It's still well over a year before the 2020 presidential election, but already, a huge group of candidates has not only formed but started to debate key issues facing the nation. One idea that has become popular among many candidates is addressing the income and wealth inequality that the U.S. faces by imposing new taxes on the richest American taxpayers.

Back in January, Democratic presidential candidate Sen. Elizabeth Warren of Massachusetts proposed a new wealth tax on Americans. With a threshold set high enough to affect only the smallest number of taxpayers, the Warren proposal attracted attention from both advocates and opponents. Yet just last week, 20 individuals purporting to be among the top 0.1% in the U.S. in terms of financial net worth called on all candidates for president to support a wealth tax -- even though they'd be among those who'd have to pay it.

What a wealth tax might look like

To understand exactly how a wealth tax would work, the Warren proposal offers a reasonable example. Under the terms of the proposal, those Americans whose assets are worth more than $50 million would pay a 2% wealth tax on the amount by which their net worth exceeded the threshold. For example, if you had $60 million in assets, then you would pay the 2% tax on $60 million minus $50 million.
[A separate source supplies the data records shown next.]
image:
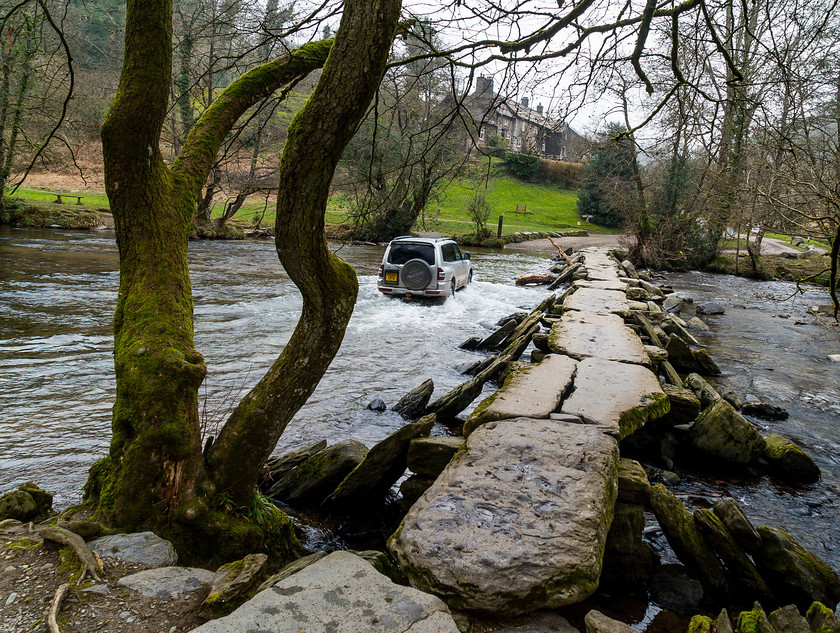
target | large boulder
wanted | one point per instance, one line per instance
(142, 548)
(764, 411)
(744, 578)
(292, 568)
(685, 405)
(412, 404)
(383, 465)
(794, 572)
(430, 455)
(688, 544)
(319, 475)
(702, 389)
(42, 498)
(710, 307)
(231, 583)
(278, 465)
(412, 488)
(517, 522)
(597, 622)
(541, 622)
(789, 461)
(341, 593)
(821, 619)
(737, 523)
(789, 620)
(723, 433)
(754, 621)
(18, 505)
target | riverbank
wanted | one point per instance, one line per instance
(689, 495)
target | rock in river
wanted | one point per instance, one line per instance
(381, 467)
(516, 522)
(722, 432)
(789, 461)
(318, 476)
(412, 404)
(794, 572)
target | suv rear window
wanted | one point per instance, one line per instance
(402, 252)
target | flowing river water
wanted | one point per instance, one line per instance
(57, 295)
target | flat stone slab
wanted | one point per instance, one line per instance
(616, 395)
(341, 593)
(533, 392)
(516, 522)
(596, 300)
(587, 334)
(142, 548)
(599, 265)
(618, 286)
(168, 583)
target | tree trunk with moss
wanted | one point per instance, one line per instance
(156, 475)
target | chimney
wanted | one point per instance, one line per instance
(484, 85)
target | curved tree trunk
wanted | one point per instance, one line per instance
(155, 476)
(317, 137)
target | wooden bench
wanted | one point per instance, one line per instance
(58, 197)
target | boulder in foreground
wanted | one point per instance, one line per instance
(341, 593)
(518, 521)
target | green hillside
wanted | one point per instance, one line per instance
(547, 208)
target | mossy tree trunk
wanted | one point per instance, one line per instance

That would result in a wealth tax of $200,000. For billionaires, an additional 1 percentage point surtax would apply, making the total tax rate 3%.

Six gold bars stacked in a pyramid.

Image source: Getty Images.

Proponents of the proposal like it for a couple of reasons. First, it would put the burden of taxes squarely on those with the most money to pay them, potentially reducing wealth inequality. Moreover, targeting those with the most to pay could generate considerable amounts of revenue, with some estimates predicting $2.75 trillion in taxes over a 10-year period from roughly 75,000 American taxpayers.

Why some wealthy people want to pay a wealth tax

One might think that people like George Soros, Facebook co-founder Chris Hughes, and current and future heirs like Abigail Disney and Molly Munger would oppose wealth taxes on the basis that they'd be the people hit hardest by the tax. Yet they and 15 other wealthy Americans support such a tax, and they made their reasoning clear in an open letter to the 2020 presidential candidates.

The reasoning of these billionaires and multi-millionaires boiled down to several key points:

  • Revenue from a wealth tax could reinvigorate the U.S. economy, allowing for investment in infrastructure, education, child care, and job creation to boost productivity and promote growth.
  • A wealth tax would help alleviate perceived unfairness in income tax rates, where ultra-wealthy taxpayers often get preferential treatment for the types of income on which they commonly rely.
  • Paying something closer to what one can afford gives wealthy Americans an opportunity to meet their patriotic duty and reduces the concentration of money that threatens to erode democracy in favor of interest-driven politics.
  • Major problems like healthcare and climate change require huge amounts of capital to implement solutions, and only a wealth tax has the capacity to produce sufficient financial resources to meet those challenges effectively.

What's behind the letter?

Even with this explanation, it's reasonable to try to look between the lines to search for other motivations. Although any taxpayer could voluntarily pay more in tax to the U.S. Treasury, those signing this open letter likely want the burden spread fairly across the ranks of the wealthiest American taxpayers. Only if all top-net-worth Americans participate can they reach their goals.

Yet the proponents of the wealth tax seem to have a viewpoint that's different from what you'd see across most of the nation's population. Rather than working to cut their tax bills, these individuals stand ready to pay more if the resulting tax revenue gets used in a way they consider productive. It's likely that there'd be considerable debate among the ranks of the ultra-wealthy about what types of government spending would be appropriate or desirable.

Waiting for 2021

Given the current alignment of power in Washington, no wealth tax will pass before the 2020 election offers the public the opportunity to replace enough of those in office to get such legislation through. Yet if calls to enact a wealth tax get louder over the next year, it'll be interesting to see how big an issue it could become during the campaign.